A Nulidade como Ideal
A nulidade exige ordem. Tem necessidade de uma hierarquia, de meios de pressão, de agentes e de uma finalidade que se confunda consigo própria. Para manter o ser humano no seu nível mais baixo, onde não corre o risco de fazer ondas, nada melhor que uma organização estruturada com níveis de poder e peões disciplinados capazes de os exercer. Qualquer estrutura deste tipo aguenta-se de pé devido à convicção geral de que não é necessário explicar para se ser obedecido, nem compreender para obedecer. A verdade difunde-se por si só de cima para baixo pelo mero efeito do ascensor hieráriquico. A eficácia é proporcional ao grau de complexidade graças ao qual é mantida a ilusão de uma certa liberdade em todos os níveis de comando.

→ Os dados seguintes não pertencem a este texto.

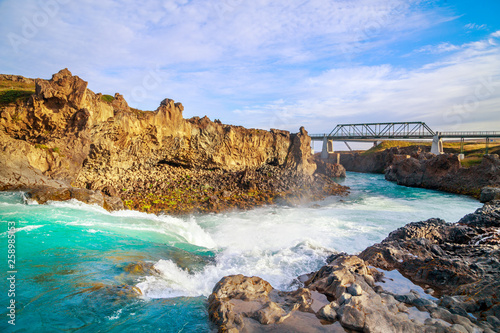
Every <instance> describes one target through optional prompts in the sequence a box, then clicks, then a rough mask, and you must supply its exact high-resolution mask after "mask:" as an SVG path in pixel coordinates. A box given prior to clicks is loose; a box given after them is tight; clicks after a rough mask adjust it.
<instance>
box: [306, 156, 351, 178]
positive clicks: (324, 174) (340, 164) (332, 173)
mask: <svg viewBox="0 0 500 333" xmlns="http://www.w3.org/2000/svg"><path fill="white" fill-rule="evenodd" d="M314 161H315V162H316V165H317V169H316V173H318V174H323V175H325V176H327V177H331V178H344V177H345V175H346V174H345V172H346V170H345V168H344V167H343V166H342V164H336V163H330V162H329V161H323V160H322V159H321V156H319V155H316V156H314Z"/></svg>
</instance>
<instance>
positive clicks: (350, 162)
mask: <svg viewBox="0 0 500 333" xmlns="http://www.w3.org/2000/svg"><path fill="white" fill-rule="evenodd" d="M340 163H341V164H342V165H343V166H344V167H345V169H346V170H347V171H355V172H365V173H383V174H385V179H387V180H389V181H394V182H397V184H398V185H404V186H410V187H422V188H427V189H433V190H440V191H444V192H450V193H456V194H465V195H470V196H472V197H475V198H477V199H479V198H480V196H481V191H482V190H483V189H484V188H486V187H490V188H500V158H499V156H498V155H497V154H490V155H485V156H484V157H483V159H482V160H481V163H480V164H478V165H473V166H471V167H468V168H465V167H462V165H461V162H460V160H459V158H458V156H457V155H456V154H442V155H435V154H432V153H430V152H429V147H425V146H410V147H402V148H397V147H394V148H389V149H386V150H384V151H382V152H376V153H372V154H359V153H354V154H341V156H340ZM498 191H500V190H498ZM499 198H500V196H499Z"/></svg>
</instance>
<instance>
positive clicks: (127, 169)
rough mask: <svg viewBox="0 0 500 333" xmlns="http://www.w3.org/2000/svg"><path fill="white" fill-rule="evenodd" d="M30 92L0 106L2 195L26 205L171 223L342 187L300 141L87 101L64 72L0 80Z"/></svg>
mask: <svg viewBox="0 0 500 333" xmlns="http://www.w3.org/2000/svg"><path fill="white" fill-rule="evenodd" d="M0 80H4V81H8V82H15V83H16V87H18V89H26V91H33V94H31V95H26V96H25V97H23V99H19V100H14V101H12V102H11V103H7V104H5V105H0V147H1V148H2V149H0V190H15V189H22V190H26V191H28V193H29V195H30V196H31V198H32V199H33V200H36V201H37V202H39V203H44V202H47V201H49V200H55V201H64V200H68V199H77V200H80V201H83V202H85V203H90V204H98V205H100V206H102V207H104V208H105V209H108V210H110V211H111V210H120V209H132V210H136V211H141V212H148V213H156V214H158V213H165V214H172V215H179V214H189V213H193V212H201V213H203V212H220V211H225V210H228V209H233V208H240V209H248V208H250V207H255V206H259V205H263V204H268V203H274V202H278V201H285V202H286V201H288V202H291V203H293V202H300V201H307V200H316V199H319V198H322V197H326V196H328V195H345V194H346V193H347V192H348V189H347V188H345V187H343V186H340V185H338V184H336V183H335V182H334V181H332V180H331V177H332V175H335V176H341V177H342V176H344V175H345V170H344V169H343V168H342V167H341V166H338V165H337V166H330V165H326V164H324V163H323V162H321V161H315V160H314V158H313V156H312V155H311V148H310V147H311V138H310V137H309V136H308V134H307V131H306V130H305V129H304V128H303V127H301V128H300V129H299V132H298V133H290V132H288V131H282V130H278V129H271V130H269V131H266V130H259V129H246V128H244V127H241V126H233V125H225V124H222V123H221V122H220V121H218V120H214V121H211V120H210V119H208V118H207V117H203V118H200V117H193V118H191V119H184V118H183V115H182V112H183V110H184V107H183V106H182V104H181V103H175V102H174V101H173V100H171V99H165V100H163V101H162V102H161V103H160V106H159V107H158V109H157V110H155V111H141V110H137V109H133V108H131V107H129V106H128V104H127V102H126V101H125V99H124V98H123V96H121V95H120V94H118V93H116V94H115V96H114V97H113V96H110V95H106V96H104V95H102V94H95V93H94V92H92V91H90V90H89V89H87V85H88V83H87V82H86V81H84V80H82V79H81V78H79V77H78V76H73V75H72V74H71V72H69V70H67V69H63V70H61V71H59V72H58V73H56V74H54V75H53V76H52V78H51V79H50V80H42V79H26V78H23V77H19V76H9V75H0Z"/></svg>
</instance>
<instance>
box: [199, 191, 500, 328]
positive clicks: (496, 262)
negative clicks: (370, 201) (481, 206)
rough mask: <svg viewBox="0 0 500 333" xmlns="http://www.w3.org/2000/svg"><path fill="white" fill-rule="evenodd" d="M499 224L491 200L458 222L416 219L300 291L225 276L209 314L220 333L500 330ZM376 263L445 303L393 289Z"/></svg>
mask: <svg viewBox="0 0 500 333" xmlns="http://www.w3.org/2000/svg"><path fill="white" fill-rule="evenodd" d="M499 228H500V202H498V201H493V202H491V203H490V204H488V205H485V206H484V207H483V208H482V209H478V210H477V211H476V212H475V213H473V214H469V215H466V216H465V217H464V218H462V219H461V220H460V221H459V222H458V223H456V224H452V223H446V222H445V221H443V220H440V219H430V220H427V221H423V222H416V223H410V224H408V225H406V226H404V227H402V228H400V229H398V230H396V231H394V232H392V233H391V234H390V235H389V236H388V237H387V238H386V239H385V240H384V241H382V242H381V243H380V244H375V245H373V246H371V247H369V248H367V249H366V250H365V251H363V252H362V253H361V254H359V255H358V256H355V255H346V254H336V255H332V256H330V257H329V258H328V259H327V262H328V264H327V265H325V266H323V267H322V268H321V269H320V270H318V271H317V272H314V273H311V274H308V275H307V278H306V276H302V277H301V278H300V279H299V280H300V281H302V282H303V283H304V285H303V288H300V289H298V290H297V291H295V292H280V291H277V290H275V289H273V288H272V287H271V286H270V285H269V284H268V283H267V282H266V281H263V280H262V279H260V278H257V277H252V278H248V277H244V276H241V275H239V276H230V277H226V278H223V279H222V280H221V281H220V282H219V283H218V284H217V286H216V287H215V288H214V291H213V293H212V295H211V296H210V298H209V304H210V307H209V314H210V318H211V319H212V321H213V322H214V323H215V324H216V325H217V327H218V328H219V331H220V332H275V331H276V332H331V331H335V332H337V331H338V332H343V331H346V332H384V333H385V332H405V333H406V332H462V331H463V332H500V326H498V322H499V321H498V318H499V316H500V304H499V301H498V300H499V299H500V294H499V293H500V284H499V283H500V282H499V281H500V260H499V258H500V252H499V251H500V233H499ZM370 265H371V266H370ZM373 266H375V267H379V268H381V269H383V270H393V269H397V270H398V271H399V272H401V273H402V274H403V275H404V276H406V277H408V278H409V279H410V280H411V281H413V282H414V283H417V284H419V285H421V286H423V287H424V288H425V289H426V290H430V288H431V287H432V289H433V290H435V293H434V296H442V297H441V299H437V298H433V297H422V296H421V295H420V294H419V293H418V292H417V291H415V290H410V291H409V292H407V293H405V294H396V293H393V292H391V291H389V289H391V288H389V286H388V287H387V288H385V287H384V278H383V276H384V273H383V271H382V272H380V271H379V270H377V269H376V268H375V267H373ZM416 288H418V287H416ZM386 289H387V290H386ZM298 296H299V297H298Z"/></svg>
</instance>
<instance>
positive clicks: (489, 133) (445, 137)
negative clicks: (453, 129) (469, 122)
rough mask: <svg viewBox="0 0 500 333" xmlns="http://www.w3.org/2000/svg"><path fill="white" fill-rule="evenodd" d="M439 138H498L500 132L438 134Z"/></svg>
mask: <svg viewBox="0 0 500 333" xmlns="http://www.w3.org/2000/svg"><path fill="white" fill-rule="evenodd" d="M439 136H441V137H445V138H446V137H449V138H450V137H451V138H463V137H469V138H474V137H477V138H486V137H490V138H499V137H500V132H498V131H466V132H439Z"/></svg>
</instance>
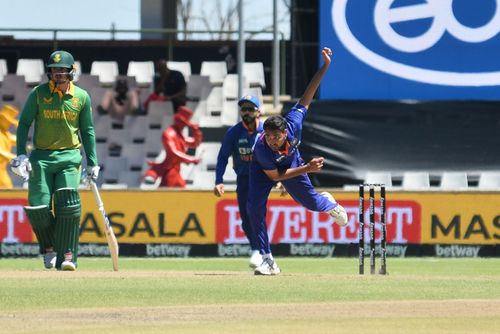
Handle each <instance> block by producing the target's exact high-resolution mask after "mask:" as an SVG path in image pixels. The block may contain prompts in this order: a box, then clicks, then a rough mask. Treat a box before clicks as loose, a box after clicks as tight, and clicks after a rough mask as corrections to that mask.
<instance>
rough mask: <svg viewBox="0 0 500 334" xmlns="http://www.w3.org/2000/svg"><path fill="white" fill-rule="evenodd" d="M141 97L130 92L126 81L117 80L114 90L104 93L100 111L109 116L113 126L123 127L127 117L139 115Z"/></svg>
mask: <svg viewBox="0 0 500 334" xmlns="http://www.w3.org/2000/svg"><path fill="white" fill-rule="evenodd" d="M138 108H139V95H138V94H137V92H136V91H135V90H130V89H129V87H128V82H127V80H126V79H121V78H120V79H117V80H116V83H115V88H114V90H112V89H109V90H107V91H106V93H104V96H103V98H102V101H101V104H100V105H99V106H98V111H99V113H101V114H109V116H111V118H112V123H113V125H117V126H118V127H122V126H123V121H124V119H125V115H134V114H137V113H138Z"/></svg>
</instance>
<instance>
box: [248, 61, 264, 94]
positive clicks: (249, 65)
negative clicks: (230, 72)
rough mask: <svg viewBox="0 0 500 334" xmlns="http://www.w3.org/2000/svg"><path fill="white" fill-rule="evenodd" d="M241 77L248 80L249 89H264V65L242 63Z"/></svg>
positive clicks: (262, 63) (260, 62)
mask: <svg viewBox="0 0 500 334" xmlns="http://www.w3.org/2000/svg"><path fill="white" fill-rule="evenodd" d="M243 75H244V76H245V77H246V78H247V79H248V83H249V84H250V87H256V86H257V87H260V88H266V79H265V76H264V64H263V63H262V62H255V63H250V62H245V63H243Z"/></svg>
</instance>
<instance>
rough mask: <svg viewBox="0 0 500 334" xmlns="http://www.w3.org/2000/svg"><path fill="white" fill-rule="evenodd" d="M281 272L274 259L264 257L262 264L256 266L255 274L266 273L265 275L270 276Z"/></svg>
mask: <svg viewBox="0 0 500 334" xmlns="http://www.w3.org/2000/svg"><path fill="white" fill-rule="evenodd" d="M279 273H281V270H280V268H279V267H278V265H277V264H276V262H275V261H274V260H271V259H270V258H267V259H264V260H263V261H262V263H261V264H260V266H258V267H257V268H255V270H254V274H255V275H265V276H270V275H279Z"/></svg>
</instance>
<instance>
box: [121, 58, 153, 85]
mask: <svg viewBox="0 0 500 334" xmlns="http://www.w3.org/2000/svg"><path fill="white" fill-rule="evenodd" d="M154 74H155V65H154V62H153V61H129V63H128V68H127V76H130V77H135V80H136V82H137V85H138V86H139V87H150V86H151V85H152V83H153V76H154Z"/></svg>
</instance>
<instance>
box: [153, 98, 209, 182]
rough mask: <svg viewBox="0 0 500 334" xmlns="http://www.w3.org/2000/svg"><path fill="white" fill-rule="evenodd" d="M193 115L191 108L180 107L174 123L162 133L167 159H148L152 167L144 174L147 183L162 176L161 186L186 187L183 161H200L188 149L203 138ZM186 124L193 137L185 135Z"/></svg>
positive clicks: (200, 130)
mask: <svg viewBox="0 0 500 334" xmlns="http://www.w3.org/2000/svg"><path fill="white" fill-rule="evenodd" d="M192 116H193V112H192V111H191V109H189V108H188V107H186V106H180V107H179V109H178V110H177V113H176V114H175V115H174V123H173V124H172V126H170V127H169V128H167V129H166V130H165V131H163V134H162V141H163V147H164V148H165V152H166V157H165V160H163V161H162V162H160V163H156V162H154V161H150V160H148V161H147V162H148V164H149V165H150V166H151V167H150V169H149V170H147V171H146V173H145V174H144V182H145V183H147V184H154V183H155V182H156V180H157V179H158V178H161V183H160V185H159V186H160V187H176V188H185V187H186V181H185V180H184V179H183V178H182V176H181V163H185V164H196V165H197V164H199V163H200V159H198V158H196V157H193V156H191V155H188V154H186V151H187V149H188V148H196V147H198V146H199V145H200V143H201V141H202V140H203V134H202V132H201V130H200V128H199V127H198V126H197V125H195V124H193V123H191V122H190V119H191V117H192ZM186 126H187V127H189V128H190V129H191V131H192V133H193V137H186V136H184V135H183V133H182V132H183V130H184V128H185V127H186Z"/></svg>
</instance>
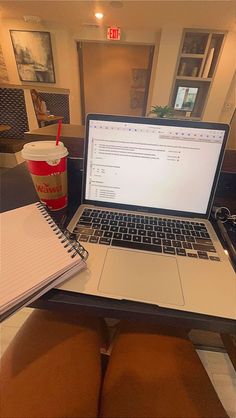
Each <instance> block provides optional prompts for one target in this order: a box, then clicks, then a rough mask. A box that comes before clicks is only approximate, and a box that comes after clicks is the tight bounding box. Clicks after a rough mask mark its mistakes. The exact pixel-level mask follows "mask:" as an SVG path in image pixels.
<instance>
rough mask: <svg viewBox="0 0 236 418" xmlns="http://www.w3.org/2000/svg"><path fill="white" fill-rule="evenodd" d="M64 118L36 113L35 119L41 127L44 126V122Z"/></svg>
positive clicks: (57, 119) (62, 117) (61, 116)
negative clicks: (36, 116) (40, 114)
mask: <svg viewBox="0 0 236 418" xmlns="http://www.w3.org/2000/svg"><path fill="white" fill-rule="evenodd" d="M62 119H64V116H57V115H38V116H37V120H38V122H39V124H40V126H41V127H43V126H45V122H47V123H50V122H57V121H59V120H62Z"/></svg>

Quanto mais insignificantes são as engrenagens humanas, mais fácil é convencê-las da sua falsa autonomia. As nulidades fornecem as melhores engrenagens, associando o máximo de inércia intelectual ao máximo de aplicação no exercício de uma ditadura sobre a pequena porção de poder que lhes cabe. Essas estruturas, onde todos têm razão quando estão acima e não a têm quando estão abaixo, realizam uma espécie de ideal humano feito de equilíbrio entre arrogância e humildade. Por muito que o maldigam, as sociedades regressam sempre a esse ideal.